Вот так, значит, приближался этот роковой день — 5 декабря. Чем это все кончится, никто не знал. Как это все будет, тоже никто не знал. Во всяком случае понимали, что это нечто неординарное. Не могу сказать, что я был смелым человеком, и вся моя дальнейшая биография подтверждает это, но тем не менее ощущение того, что здесь надо присутствовать, у меня было твердое. Я не могу сказать, что был настроен так, как Воробьев, который готов был бросаться всюду, где ругают большевиков, рвать рубаху на груди, крича: «Стреляйте, гады!» У меня такой потребности не было.

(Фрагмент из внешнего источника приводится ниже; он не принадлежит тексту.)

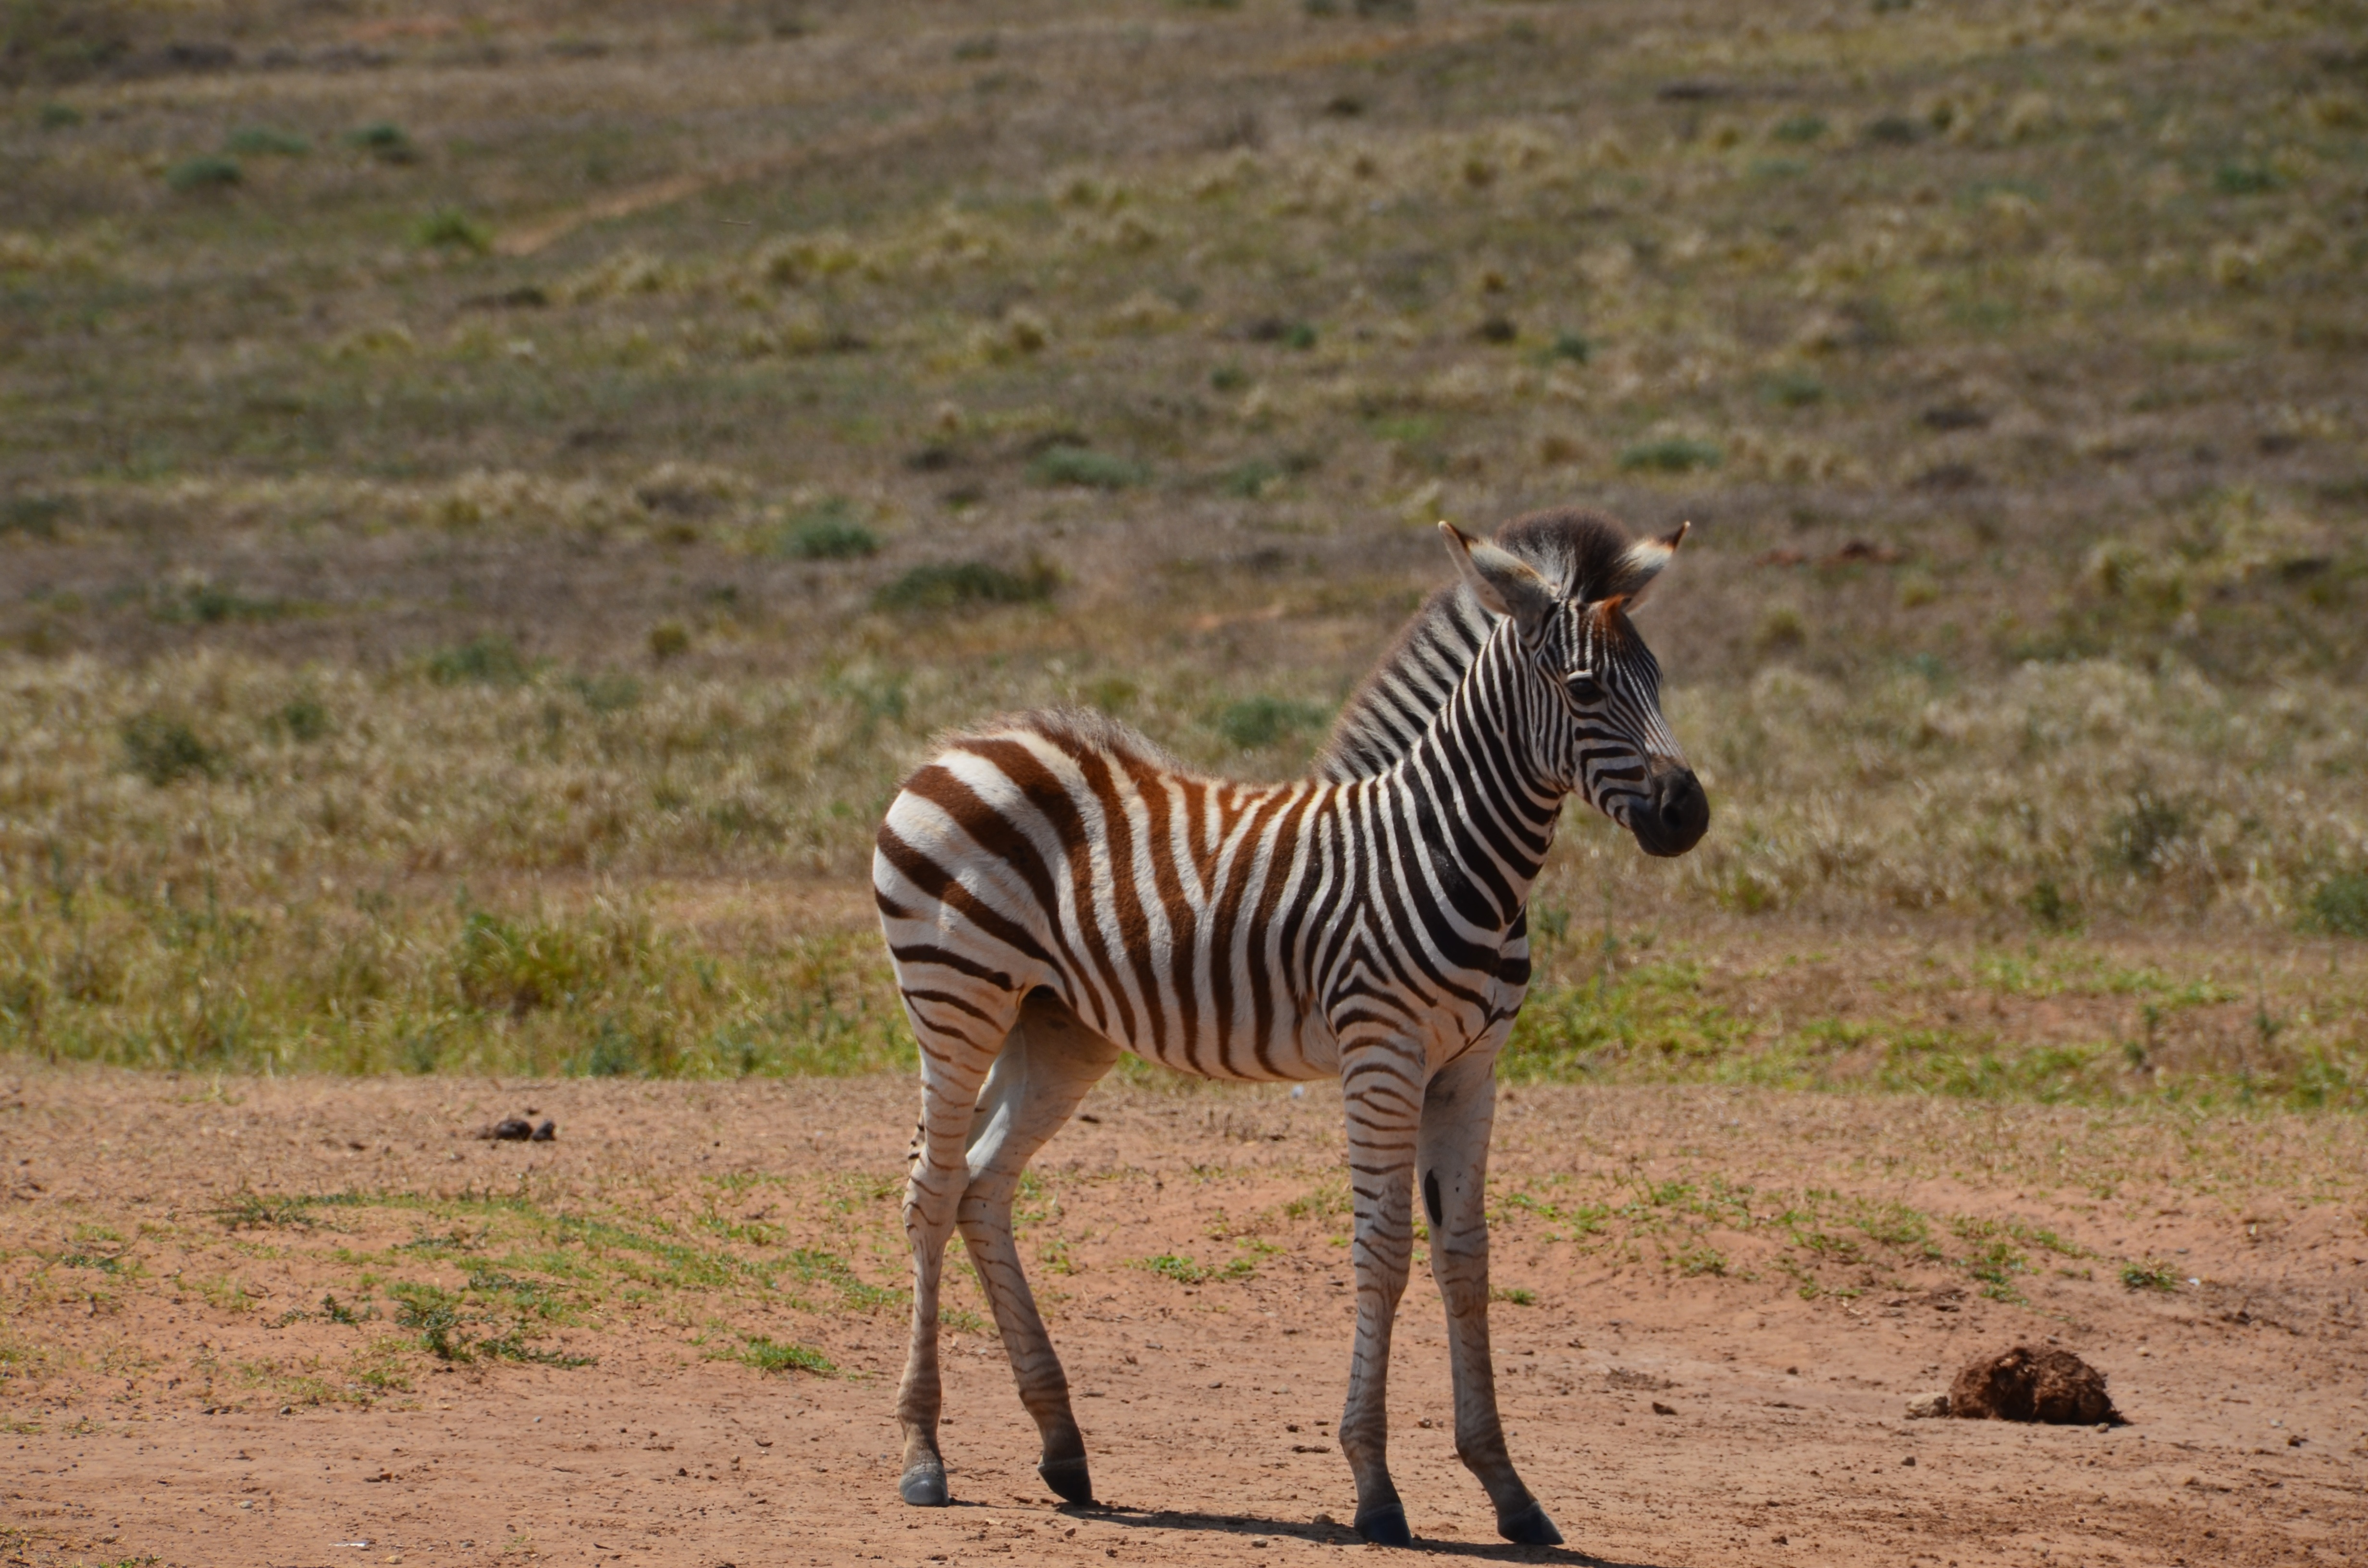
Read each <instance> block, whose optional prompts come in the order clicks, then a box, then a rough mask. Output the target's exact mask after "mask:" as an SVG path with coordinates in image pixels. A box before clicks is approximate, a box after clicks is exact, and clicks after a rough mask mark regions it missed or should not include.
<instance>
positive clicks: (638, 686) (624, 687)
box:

Было ощущение, что происходит нечто такое, чего раньше не происходило. Этого ощущения не было совершенно, когда смогисты устраивали весной демонстрацию. Там было чистое любопытство, я совершенно не разделял их лозунгов и воспринимал это как бесплатный спектакль. Здесь же было нечто иное. Если вы помните текст, в нем подчеркивалось, что действия сугубо конституционные, никаких подстрекательских призывов; лозунг предлагался: «Требуем гласного суда!» Не случайно была выбрана и дата — День Конституции. Я понимал, что арест известного писателя без объяснения причин есть дело возмутительное, причем были слухи, что его арестовали за статью о Пастернаке. Это уже ни в какие ворота не лезло: только что издали книгу и тут же за статью в ней человека арестовали! Факт публикации за границей еще не был достоянием общественности, в прессе об этом не сообщалось. Хотя преподавательница по истории партии, которая зачитала листовку, всем объяснила, что арестовали Синявского только за публикацию антисоветских пасквилей (которых никто не читал). В общем, было ощущение, что туда идти нужно, что это событие историческое, — у меня это ощущение было совершенно точно. Некоторый озноб все же был, но я не думал, что будет какое-то массовое избиение: всех не поволокут в кутузку.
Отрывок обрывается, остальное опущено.